Mercedes Cebrián.

Literatura Random House. Barcelona, 2014. 153 páginas. 17,90 euros.

Cuenta Mercedes Cebrián (Madrid, 1971) en El genuino sabor una historia sencilla que casi podría tomarse por un reportaje costumbrista de actualidad: el asentamiento de la joven Almudena en varias ciudades europeas para trabajar como difusora de la cultura española. Toda la narración tiene aspecto de palmaria intrascendencia, pero un inusual subtítulo, un sorprendente "Una novela", aporta un primer indicio de desconfianza hacia dicha percepción testimonial. No es una crónica, ni siquiera una divertida estampa satírica, sino una invención. Tiene un espesor y un alcance muy superior a su presunta falta de ambición. Lo leve y simple alcanza, de este modo, una soterrada intensidad.



Este insospechado efecto es la consecuencia de una calculada estrategia novelesca que mezcla una actitud creativa de absoluta libertad, un postmoderno desdén por el argumento (en verdad, en la novela no pasa nada, ni tiene una trama digna de tal nombre) y dosis de un simbolismo camuflado sin correspondencia clara con referentes precisos.
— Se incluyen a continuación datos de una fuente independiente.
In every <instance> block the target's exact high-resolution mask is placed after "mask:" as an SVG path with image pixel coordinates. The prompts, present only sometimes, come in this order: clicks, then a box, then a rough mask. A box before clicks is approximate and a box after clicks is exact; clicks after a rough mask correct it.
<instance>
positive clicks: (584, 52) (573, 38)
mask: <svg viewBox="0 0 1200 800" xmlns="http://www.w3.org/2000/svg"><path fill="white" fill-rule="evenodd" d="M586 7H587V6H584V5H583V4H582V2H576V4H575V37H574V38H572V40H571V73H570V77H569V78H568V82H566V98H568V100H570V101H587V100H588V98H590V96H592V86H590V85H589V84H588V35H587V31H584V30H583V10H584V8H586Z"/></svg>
Esta especie de hiperrealismo que insinúa dimensiones misteriosas de la realidad se articula mediante un recurso técnico fundamental, un narrador que todo lo sabe, a la manera antigua, pero que actúa con el desenfado de una primera persona cercana a la protagonista y se dirige, sin hacerlo explícito, a un destinatario que no es otro que el lector.



Cebrián nos pilla en la red de un cuento, del cuento de una vida común, una autobiografía de la insignificancia del vivir; un cuento hecho con pequeños problemas, obsesiones y manías simpáticas, contado con ironía inteligente y minucias que desvelan aristas de la vida corriente. Bajo esa existencia ininteresante laten, sin embargo, misterios y secretos que envuelven un desconcierto, un no saber por qué se está en el mundo, un ignorar si habrá algún lugar que dé la plenitud. Aunque estas cuestiones surjan de la escasa acción narrativa sin pujos de trascendencia, al cabo conforman un relato existencial triste, una historia de auténtico dramatismo.



El genuino sabor trasforma lo cotidiano en el bosque de símbolos que percibía Baudelaire en la realidad y lo mira como algo extraño. La capacidad para descubrir dimensiones inéditas e inquietantes del mundo, la originalidad de ir un paso más allá del realismo como un simple espejo y el arte de meter todo ello en un artefacto colmado de malicioso humor convierten a Mercedes Cebrián en uno de los nuevos novelistas españoles de este siglo más frescos e interesantes.